Самым простым способом отвязаться было бы ответить, но говорить трудно, губы не слушаются и самовольно выплевывают весьма внятное "Да пошел ты!.."
– Тоже неплохо, – равнодушно говорит военврач. – Так и отметим: на внешние раздражители реагирует нормально…
Он замечает, как ты смотришь на его халат. Усмехается:
– Да-да. Кровь. Малой кровью и только на его же территории. Ладно писано в бумаге, да забыли про овраги. Толстой Лэ Нэ. Или кто-то такой же.
Он очень похож на сумасшедшего, этот военврач (третьего, кажется, ранга) с воспаленными, часто-часто моргающими глазами. Удивительно, если только похож…
Отвернулся, смотрит куда-то в сторону, говорит устало:
– Весьма изрядная контузия. Но про основание черепа вы зря – никакого перелома… Не трусьте, отлежится. И вот что, санинструктор…
Ага, тут рядом Вешка. Приподняться на локте, проследить за взглядом врача оказалось трудом почти непереносимым, но то, что взгляду удалось выцарапать из предобморочной мути, вознаградило с лихвой.
Вешка держится молодцом. На голове, правда, из бинтов целый тюрбан наверчен, губы изгрызены, под глазами синие тени… Но сами глаза блестят по-боевому.
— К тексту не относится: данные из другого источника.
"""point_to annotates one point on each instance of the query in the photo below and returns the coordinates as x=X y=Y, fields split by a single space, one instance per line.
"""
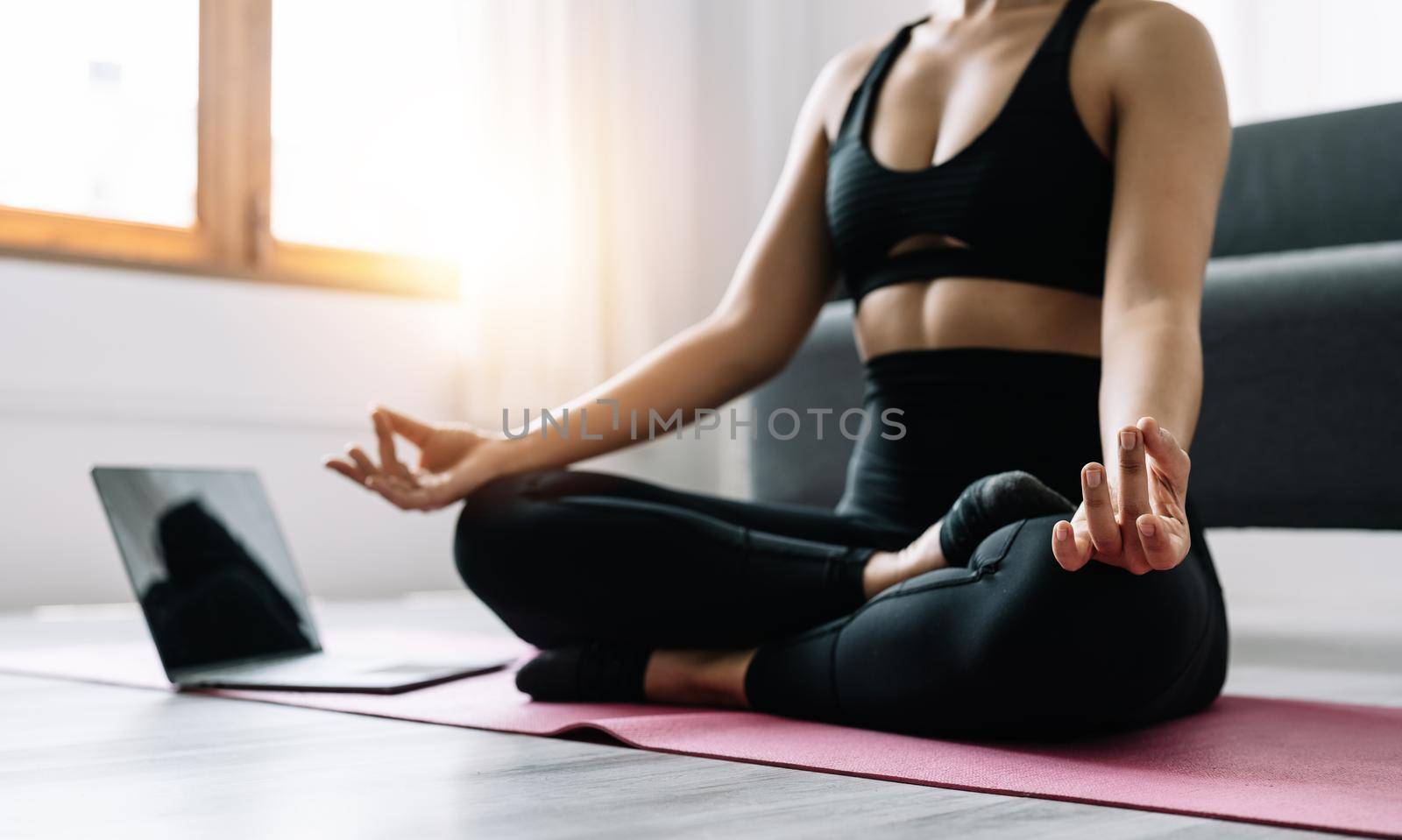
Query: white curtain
x=535 y=263
x=1285 y=58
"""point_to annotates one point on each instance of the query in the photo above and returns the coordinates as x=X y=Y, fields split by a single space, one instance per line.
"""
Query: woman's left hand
x=1140 y=523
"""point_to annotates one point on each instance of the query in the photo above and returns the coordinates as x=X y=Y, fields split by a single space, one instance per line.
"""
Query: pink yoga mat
x=1282 y=762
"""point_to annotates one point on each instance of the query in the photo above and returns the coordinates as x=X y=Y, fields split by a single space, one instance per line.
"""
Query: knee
x=487 y=527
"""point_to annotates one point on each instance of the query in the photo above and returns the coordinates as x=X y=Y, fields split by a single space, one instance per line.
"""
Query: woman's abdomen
x=967 y=413
x=978 y=312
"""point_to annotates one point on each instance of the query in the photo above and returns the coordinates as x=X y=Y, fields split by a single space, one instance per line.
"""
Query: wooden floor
x=103 y=762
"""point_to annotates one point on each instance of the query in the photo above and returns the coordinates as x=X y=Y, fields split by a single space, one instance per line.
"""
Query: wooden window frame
x=231 y=235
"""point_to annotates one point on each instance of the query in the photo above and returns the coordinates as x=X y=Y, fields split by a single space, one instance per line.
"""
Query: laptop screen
x=208 y=564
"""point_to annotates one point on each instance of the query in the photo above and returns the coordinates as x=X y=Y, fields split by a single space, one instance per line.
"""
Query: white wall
x=104 y=366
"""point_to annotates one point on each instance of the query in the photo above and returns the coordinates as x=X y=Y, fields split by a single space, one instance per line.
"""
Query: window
x=301 y=140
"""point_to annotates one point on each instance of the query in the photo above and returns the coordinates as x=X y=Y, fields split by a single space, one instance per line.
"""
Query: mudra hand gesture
x=455 y=459
x=1139 y=523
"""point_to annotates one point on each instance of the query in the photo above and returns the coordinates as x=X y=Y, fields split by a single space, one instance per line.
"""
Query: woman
x=1011 y=189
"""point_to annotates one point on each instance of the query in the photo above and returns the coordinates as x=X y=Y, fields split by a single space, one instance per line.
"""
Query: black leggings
x=1009 y=646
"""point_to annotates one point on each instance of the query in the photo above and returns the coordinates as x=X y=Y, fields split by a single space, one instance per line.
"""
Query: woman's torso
x=974 y=102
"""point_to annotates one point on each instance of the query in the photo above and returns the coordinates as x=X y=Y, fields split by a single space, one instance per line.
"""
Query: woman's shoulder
x=1126 y=30
x=841 y=76
x=1132 y=39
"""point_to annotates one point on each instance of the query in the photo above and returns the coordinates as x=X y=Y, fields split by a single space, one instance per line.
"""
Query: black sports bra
x=1030 y=200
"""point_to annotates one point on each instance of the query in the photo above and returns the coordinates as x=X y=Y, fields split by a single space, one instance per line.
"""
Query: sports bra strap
x=1062 y=37
x=1055 y=48
x=857 y=116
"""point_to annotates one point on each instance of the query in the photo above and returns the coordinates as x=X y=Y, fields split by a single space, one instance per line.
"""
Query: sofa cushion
x=1303 y=371
x=1313 y=181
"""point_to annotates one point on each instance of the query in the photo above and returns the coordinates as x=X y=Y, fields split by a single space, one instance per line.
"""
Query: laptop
x=222 y=596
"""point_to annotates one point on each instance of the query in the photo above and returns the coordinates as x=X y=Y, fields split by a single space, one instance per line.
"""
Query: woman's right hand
x=455 y=459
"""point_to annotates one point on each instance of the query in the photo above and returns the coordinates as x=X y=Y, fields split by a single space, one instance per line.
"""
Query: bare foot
x=697 y=678
x=887 y=568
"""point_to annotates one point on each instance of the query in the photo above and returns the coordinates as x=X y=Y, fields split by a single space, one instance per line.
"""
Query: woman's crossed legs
x=770 y=606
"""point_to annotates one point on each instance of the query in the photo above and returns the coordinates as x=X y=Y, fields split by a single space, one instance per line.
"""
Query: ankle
x=697 y=678
x=887 y=568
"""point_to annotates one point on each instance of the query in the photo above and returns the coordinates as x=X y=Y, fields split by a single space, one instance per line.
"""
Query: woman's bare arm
x=1172 y=138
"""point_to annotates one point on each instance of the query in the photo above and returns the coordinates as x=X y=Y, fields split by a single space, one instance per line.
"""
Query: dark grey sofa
x=1301 y=337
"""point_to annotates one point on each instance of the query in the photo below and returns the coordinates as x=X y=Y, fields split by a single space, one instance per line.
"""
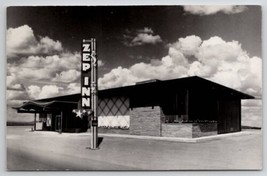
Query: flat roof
x=193 y=83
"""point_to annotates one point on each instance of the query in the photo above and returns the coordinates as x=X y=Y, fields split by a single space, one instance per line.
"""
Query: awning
x=37 y=106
И вообще… Поверх гимнастерки накинут почти даже чистый халат, в руках пригоршня каких-то облаток… По всему видать, что пациенткой она себя здесь считать категорически не согласна. Это-то военврача и заботит:
– У меня персонала – тьху и обчелся. Так что оч-чень не хочу грузить людей еще и похоронами не в меру ретивой девчонки. Ясно? Марш спать, а то лейтенанту ампутирую… это самое… воинское достоинство.
А с другой стороны кто-то зовет? Да, точно – зовет. Лейтенанта Мечникова. Михаила.
Не нужно было так резко оборачиваться. Только и успелось заметить лицо Зураба на фоне дранной, кое-как застиранной наволочки. А потом злохитрая выдумщица темнота перестала прикидываться светом, набросилась, будто почуявшая слабину псина…
…Всё, откуролесил многствольно-скорострельный кинематограф.